BCSbunk wrote:
I believe they were civilian criminals and it is not war.
Ok that is your opinion. I am trying to follow your logic here on this particular point. If 9/11 was nothing more than a civillian criminal action by a group of rouge individuals. How would you have proposed they be brought to justice under the terms of civilian law?
Should search warrants have been issued by federal judges in order to search a suspected member of al qaeda's personal effects? Should some members of the US military be trained in the collection of evidence under civilian law? Should we inform have informed members of al qaeda of their right to remain silent and of their right to have an attorney present during questioning?

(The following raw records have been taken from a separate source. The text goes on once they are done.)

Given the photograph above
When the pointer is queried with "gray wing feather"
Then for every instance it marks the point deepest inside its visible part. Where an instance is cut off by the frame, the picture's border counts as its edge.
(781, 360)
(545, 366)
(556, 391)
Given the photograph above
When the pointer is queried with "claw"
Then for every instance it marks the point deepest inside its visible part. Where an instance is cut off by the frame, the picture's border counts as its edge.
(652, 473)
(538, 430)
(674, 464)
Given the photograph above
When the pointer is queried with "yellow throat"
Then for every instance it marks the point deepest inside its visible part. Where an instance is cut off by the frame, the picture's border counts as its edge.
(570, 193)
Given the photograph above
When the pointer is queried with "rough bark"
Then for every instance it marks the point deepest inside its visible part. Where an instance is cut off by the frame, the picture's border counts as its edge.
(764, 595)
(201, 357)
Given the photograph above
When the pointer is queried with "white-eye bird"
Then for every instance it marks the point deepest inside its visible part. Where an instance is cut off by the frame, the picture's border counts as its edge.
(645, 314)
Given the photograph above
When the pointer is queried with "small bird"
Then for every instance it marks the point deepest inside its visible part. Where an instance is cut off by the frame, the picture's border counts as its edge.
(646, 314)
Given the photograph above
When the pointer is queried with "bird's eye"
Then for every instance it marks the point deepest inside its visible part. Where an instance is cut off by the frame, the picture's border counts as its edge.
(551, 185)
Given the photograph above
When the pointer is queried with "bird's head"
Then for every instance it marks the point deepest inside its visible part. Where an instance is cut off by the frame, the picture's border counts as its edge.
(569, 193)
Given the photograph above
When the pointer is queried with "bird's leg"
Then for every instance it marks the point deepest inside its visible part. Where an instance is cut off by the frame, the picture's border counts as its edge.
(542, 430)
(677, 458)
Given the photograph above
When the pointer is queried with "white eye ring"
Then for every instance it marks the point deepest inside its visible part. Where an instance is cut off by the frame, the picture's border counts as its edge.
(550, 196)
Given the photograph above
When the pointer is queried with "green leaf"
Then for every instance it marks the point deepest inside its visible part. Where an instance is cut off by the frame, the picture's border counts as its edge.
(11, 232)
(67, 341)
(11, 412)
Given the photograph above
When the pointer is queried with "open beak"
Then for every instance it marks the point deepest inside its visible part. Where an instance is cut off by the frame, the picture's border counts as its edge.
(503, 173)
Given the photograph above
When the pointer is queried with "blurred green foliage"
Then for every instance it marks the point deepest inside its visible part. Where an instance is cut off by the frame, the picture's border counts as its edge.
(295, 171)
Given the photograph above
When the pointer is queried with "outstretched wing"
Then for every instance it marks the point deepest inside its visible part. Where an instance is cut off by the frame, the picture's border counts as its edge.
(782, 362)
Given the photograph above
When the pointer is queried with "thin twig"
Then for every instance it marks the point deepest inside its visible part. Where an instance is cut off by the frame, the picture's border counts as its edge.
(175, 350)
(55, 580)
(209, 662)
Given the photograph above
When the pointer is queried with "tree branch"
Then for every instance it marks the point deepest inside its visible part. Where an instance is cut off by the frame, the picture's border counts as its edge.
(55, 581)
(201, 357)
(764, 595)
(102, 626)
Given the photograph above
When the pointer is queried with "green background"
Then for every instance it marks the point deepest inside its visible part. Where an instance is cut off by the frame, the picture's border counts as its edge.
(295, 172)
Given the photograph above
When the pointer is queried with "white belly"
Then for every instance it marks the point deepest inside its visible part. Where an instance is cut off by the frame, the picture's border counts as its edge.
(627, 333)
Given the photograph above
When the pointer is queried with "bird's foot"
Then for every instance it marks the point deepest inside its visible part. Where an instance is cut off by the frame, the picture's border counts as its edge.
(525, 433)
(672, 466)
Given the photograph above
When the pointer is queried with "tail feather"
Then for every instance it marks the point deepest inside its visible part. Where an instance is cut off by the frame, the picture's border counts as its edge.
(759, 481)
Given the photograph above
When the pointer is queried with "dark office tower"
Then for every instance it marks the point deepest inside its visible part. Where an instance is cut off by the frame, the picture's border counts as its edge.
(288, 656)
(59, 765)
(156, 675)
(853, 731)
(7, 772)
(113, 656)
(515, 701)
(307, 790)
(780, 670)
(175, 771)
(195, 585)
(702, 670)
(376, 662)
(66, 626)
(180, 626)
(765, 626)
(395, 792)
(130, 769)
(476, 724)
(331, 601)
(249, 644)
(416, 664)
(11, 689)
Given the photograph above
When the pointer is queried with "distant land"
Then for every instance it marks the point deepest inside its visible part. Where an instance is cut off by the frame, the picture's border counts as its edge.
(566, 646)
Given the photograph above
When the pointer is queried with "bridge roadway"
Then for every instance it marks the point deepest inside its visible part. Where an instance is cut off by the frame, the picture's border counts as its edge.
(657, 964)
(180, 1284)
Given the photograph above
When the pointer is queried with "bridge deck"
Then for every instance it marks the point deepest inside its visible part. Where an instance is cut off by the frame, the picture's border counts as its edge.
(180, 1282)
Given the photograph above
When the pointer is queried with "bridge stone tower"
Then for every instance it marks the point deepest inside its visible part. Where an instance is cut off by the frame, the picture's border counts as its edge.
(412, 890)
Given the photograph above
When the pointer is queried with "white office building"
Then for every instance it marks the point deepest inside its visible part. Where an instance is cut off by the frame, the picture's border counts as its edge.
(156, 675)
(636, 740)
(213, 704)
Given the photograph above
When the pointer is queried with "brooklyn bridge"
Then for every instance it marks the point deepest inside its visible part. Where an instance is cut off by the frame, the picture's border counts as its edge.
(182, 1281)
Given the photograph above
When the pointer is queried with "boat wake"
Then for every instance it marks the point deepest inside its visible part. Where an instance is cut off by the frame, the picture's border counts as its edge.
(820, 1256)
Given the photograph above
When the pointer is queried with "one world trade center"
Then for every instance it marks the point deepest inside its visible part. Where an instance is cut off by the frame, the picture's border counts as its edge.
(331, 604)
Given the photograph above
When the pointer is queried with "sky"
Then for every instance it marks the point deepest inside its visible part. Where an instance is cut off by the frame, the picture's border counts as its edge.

What do you make of Jefferson and his actions against the Barbary pirates. A group of thugs similar to al qaeda. Why didn't he send federal agents to serve warrants on the pirates in Tripoli and return them to the states to face civil trial? Instead the US chose take care of the matter using the military and martial law. Congress eventually gave him authorization to use force to end their piracy and extortion against the US but stopped short of a formal declaration of war. Is this not the same authoriztion that Bush recieved?
9/11 Authorization of force:
http://thomas.loc.gov/cgi-bin/query/D?c107:2:./temp/~c107O4KrO5::
Barbary Wars:
http://www.washingtonpost.com/ac2/wp-dyn?pagename=article&node=&contentId=A59720-2001Oct14
http://en.wikipedia.org/wiki/First_Barbary_War
I find it impossible with our civilian law enforcement structure to be able to dismantle al qaeda internationally and bring their membes to justice under civillian law. Civil law in the constitution is geared to protect the accused by limiting the power of the federal government.
I will admit that when congress does not declare a formal state of war in response to acts of war commited against the US it allows for the creation of doubt in the minds of some in reguard to the constituion.